Das 15 quinolonas detectadas em águas superficiais e em estações de tratamento de esgoto, 13 delas (ácido nalidíxico, ácido oxolínico, ácido pipemídico, ciprofloxacina, enoxacina, enrofloxacina, fleroxacina, flumequina, gatifloxacina, lomefloxacina, moxifloxacina, norfloxacina, ofloxacina, pefloxacina e sarafloxacina) foram identificadas em ambas as matrizes na faixa de 1,3 a 9660 ng L-1. A elevada concentração desses compostos nessas matrizes pode estar relacionada ao intenso uso na medicina humana ou veterinária.

Em águas superficiais, ácido pipemídico, ciprofloxacina e ofloxacina foram detectados em concentrações superiores a 245 ng L-1. Destaca-se ainda que a gatifloxacina, uma das quinolonas desenvolvida mais recentemente, foi detectada na China, tanto no esgoto como em águas superficiais, na faixa de 16 - 66 ng L-1.
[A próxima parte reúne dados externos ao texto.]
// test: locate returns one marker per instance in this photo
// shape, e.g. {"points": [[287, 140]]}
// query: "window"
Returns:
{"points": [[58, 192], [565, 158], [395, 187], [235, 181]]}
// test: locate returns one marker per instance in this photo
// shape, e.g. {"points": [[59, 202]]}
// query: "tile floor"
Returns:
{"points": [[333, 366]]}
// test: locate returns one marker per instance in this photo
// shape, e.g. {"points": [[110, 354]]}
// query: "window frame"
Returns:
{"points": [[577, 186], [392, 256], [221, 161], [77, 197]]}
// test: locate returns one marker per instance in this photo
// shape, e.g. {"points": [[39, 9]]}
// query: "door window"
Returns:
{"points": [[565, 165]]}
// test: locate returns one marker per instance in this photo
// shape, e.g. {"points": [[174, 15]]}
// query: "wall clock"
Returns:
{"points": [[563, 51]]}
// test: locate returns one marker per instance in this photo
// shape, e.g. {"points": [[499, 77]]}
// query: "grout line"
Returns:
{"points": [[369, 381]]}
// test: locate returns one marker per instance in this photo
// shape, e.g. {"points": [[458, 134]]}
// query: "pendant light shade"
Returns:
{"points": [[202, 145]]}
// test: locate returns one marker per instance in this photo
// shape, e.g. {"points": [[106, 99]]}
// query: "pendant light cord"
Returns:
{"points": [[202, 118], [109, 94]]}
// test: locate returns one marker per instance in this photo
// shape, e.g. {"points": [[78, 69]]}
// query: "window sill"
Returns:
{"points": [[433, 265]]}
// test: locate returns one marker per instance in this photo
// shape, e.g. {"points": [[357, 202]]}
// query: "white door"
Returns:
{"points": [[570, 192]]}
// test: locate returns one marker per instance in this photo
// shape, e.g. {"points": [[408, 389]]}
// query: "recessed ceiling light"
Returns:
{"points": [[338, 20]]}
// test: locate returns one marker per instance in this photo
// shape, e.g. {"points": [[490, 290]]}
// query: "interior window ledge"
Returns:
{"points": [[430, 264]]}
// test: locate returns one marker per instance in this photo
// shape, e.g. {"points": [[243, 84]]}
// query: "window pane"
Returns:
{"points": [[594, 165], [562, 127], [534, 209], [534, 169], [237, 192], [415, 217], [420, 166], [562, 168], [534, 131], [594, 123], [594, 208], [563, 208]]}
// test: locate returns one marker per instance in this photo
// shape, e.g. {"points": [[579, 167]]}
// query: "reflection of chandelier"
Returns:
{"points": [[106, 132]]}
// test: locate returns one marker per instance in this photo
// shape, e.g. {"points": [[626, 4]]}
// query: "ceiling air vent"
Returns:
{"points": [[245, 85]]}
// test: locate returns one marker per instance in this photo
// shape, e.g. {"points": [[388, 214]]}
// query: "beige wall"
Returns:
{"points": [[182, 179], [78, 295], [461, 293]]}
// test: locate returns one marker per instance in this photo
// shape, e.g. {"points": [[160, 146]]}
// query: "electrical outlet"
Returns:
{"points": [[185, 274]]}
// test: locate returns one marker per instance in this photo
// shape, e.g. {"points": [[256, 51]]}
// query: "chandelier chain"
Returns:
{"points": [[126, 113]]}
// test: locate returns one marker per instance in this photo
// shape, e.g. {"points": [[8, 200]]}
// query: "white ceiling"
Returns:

Ofloxacina, ciprofloxacina e norfloxacina foram detectadas em concentrações bastante elevadas em efluente hospitalar (35,5 µg L-1 de ofloxacina, 44 µg L-1 de ciprofloxacina e 17 µg L-1 de norfloxacina)41-42. As elevadas concentrações desses compostos nesse tipo de efluente, quando comparadas às concentrações encontradas nas outras matrizes aquosas (Tabela 2), podem indicar seu extenso uso em humanos para fins terapêuticos. Duong et al.42 relataram que colônias de E. coli que foram expostas a um efluente hospitalar contendo ciprofloxacina e norfloxacina tiveram sua população reduzida em duas escalas de grandeza; além disso, destacaram que foram identificadas bactérias resistentes a essas fluoroquinolonas. Ressalta-se também que a concentração de ofloxacina encontrada por Brown et al.41 no efluente hospitalar foi 2,6 vezes maior do que a concentração de ofloxacina necessária para causar efeito em 50% das bactérias Vibrio fischeri (ensaio Microtox) (CE50,24h).48

Tamtam et al.20 constataram a presença de 17 antimicrobianos no rio Sena, entre as cidades francesas de Paris e Le Havre; a flumequina foi detectada na faixa de 13 a 29 ng L-1. Apesar da concentração reportada por Tamtam et al.48 ter sido aproximadamente 1.450 vezes menor do que a concentração necessária para causar efeito em 50% dos organismos (CE50,24h) nos ensaios com Vibrio fischeri (CE50,24h = 19 µg L-1),48 a toxicidade nesse meio pode ser intensificada pela presença de outras quinolonas, que apresentam o mesmo mecanismo de ação (inibição do DNAgirase da bactéria).48

A concentração de determinado fármaco variou bastante nas diversas regiões reportadas. Por exemplo, nos trabalhos realizados na China, a concentração de moxifloxacina detectada nas águas superficiais foi de 7,2 a 14 ng L-1 e nas estações de tratamento de esgoto (ETE) de 17 a 72 ng L-1; essas concentrações foram inferiores às encontradas na Espanha, tanto em águas superficiais (205 ng L-1) como em ETE (200-2500 ng L-1).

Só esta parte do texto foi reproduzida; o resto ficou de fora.